There are elements of the Nirvana fallacy of Harold Demsetz in current regulatory proposals. This fallacy consists of identifying imperfections in actual markets while attributing to the government omniscience in observing imperfections in markets and omnipotence in always correcting them with textbook precision for an improvement in social welfare (cited in Pelaez and Pelaez, Globalization and the State, Vol. I, 133-7, 201, Government Intervention in Globalization, 81, Regulation of Banks and Finance, 18, Financial Regulation after the Global Recession, 11).

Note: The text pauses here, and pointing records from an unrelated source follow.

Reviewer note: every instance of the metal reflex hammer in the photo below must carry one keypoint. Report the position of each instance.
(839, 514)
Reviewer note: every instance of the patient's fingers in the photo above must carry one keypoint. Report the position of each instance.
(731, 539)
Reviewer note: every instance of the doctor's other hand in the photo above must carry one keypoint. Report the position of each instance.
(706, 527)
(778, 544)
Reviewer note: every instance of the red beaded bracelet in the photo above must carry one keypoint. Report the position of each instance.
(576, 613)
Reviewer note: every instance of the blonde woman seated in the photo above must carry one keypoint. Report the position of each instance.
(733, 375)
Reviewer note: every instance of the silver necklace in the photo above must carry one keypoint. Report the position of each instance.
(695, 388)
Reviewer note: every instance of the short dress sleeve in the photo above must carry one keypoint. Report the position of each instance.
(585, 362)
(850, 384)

OPSR finds alleged imperfections in behavior of consumers, investors and financial markets and institutions that can be cured in all cases by errorless regulation. The New Institutional Economics (NIE) argues that both markets and regulation can fail (Oliver Williamson cited in Pelaez and Pelaez, Globalization and the State, Vol. I, 137-43). Regulation oriented by the belief in an errorless government while in reality it created Fannie Mae and Freddie Mac could contribute to the frustration of economic growth and employment creation already endangered by the pressure on interest rates of (1) raising the fed funds rate again from zero; (2) selling the portfolios of MBS of $2.5 trillion held by the Fed, Fannie and Freddie equivalent to more than 20 percent of all outstanding mortgages; and (3) issuing new debt for financing trillion dollar deficits and refinancing debt rising to more than 60 percent of GDP. Credit crises are typically more benign than devastating debt crises. Policy and regulation should induce instead of frustrating innovation, growth and employment creation by the private sector.